Kitimat had eight, and there were also eight in Prince Rupert, according to British Columbia Centre for Disease Control (BCCDC) data.

Meanwhile, Smithers saw seven new cases. There were zero new cases on Haida Gwaii and in the Nisga’a LHA for the second week in a row. There was one new case in the Snow Country – Stikine – Telegraph Creek LHA.

The BCCDC figures for cases in the Nass Valley may differ from the Nisga’a Valley Health Authority’s (NVHA) statistics because of differences in the way those organizations report cases.
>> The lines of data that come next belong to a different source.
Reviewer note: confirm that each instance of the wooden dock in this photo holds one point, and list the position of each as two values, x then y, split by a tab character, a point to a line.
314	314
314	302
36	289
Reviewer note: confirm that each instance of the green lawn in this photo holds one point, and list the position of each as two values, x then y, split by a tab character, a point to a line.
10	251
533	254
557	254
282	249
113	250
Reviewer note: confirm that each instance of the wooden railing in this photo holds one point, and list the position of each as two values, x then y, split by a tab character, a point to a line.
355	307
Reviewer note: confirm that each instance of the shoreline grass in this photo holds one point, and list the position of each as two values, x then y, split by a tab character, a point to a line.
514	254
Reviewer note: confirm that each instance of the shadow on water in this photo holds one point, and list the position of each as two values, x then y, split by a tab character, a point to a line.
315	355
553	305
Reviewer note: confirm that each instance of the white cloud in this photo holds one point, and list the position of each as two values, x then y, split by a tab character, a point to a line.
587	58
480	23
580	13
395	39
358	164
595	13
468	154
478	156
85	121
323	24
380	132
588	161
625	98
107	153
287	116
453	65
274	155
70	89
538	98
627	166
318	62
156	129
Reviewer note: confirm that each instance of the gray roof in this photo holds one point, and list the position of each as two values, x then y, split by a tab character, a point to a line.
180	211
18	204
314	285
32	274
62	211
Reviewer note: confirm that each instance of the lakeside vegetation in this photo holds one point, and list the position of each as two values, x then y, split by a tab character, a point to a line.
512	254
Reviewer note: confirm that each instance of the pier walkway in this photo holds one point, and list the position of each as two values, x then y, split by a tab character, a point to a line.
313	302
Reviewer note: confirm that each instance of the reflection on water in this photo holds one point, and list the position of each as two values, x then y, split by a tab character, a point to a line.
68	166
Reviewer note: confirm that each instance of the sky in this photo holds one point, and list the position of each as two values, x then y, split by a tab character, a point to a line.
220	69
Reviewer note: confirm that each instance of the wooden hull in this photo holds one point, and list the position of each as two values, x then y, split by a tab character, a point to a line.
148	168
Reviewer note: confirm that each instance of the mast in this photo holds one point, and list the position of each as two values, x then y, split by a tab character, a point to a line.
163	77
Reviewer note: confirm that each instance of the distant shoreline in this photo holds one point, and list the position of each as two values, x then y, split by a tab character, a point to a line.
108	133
Kitimat remains the most vaccinated LHA in the northwest, with 96 per cent of people 12 years-old and up with two doses of COVID-19 vaccine. The Dec. 14 two-dose list below has the per cent change from the previous week in brackets:

Kitimat – 96 per cent (+0)

Nisga’a – 88 per cent (+0)

Haida Gwaii – 86 per cent (+0)

Prince Rupert – 85 per cent (+0)

Snow Country – Stikine – Telegraph Creek – 83 per cent (+0)

Terrace – 83 per cent (+1)

Upper Skeena – 80 per cent (+1)

Smithers – 76 per cent (+0)

Health Minister Adrian Dix urged British Columbians to heed newly announced federal travel advice as the Omicron variant continues to spread rapidly across the world.

Dix’s comments on Wednesday (Dec. 15) afternoon come several hours after federal officials announced a new non-essential travel advisory against international trips over the holiday season due to the Omicron variant. As of Dec. 14, B.C. had reported a total of 44 cases of the new variant.

Early analysis of the new variant indicates that it is highly transmissible but may cause less severe disease and that it can be slowed — but not stopped — by today’s vaccines.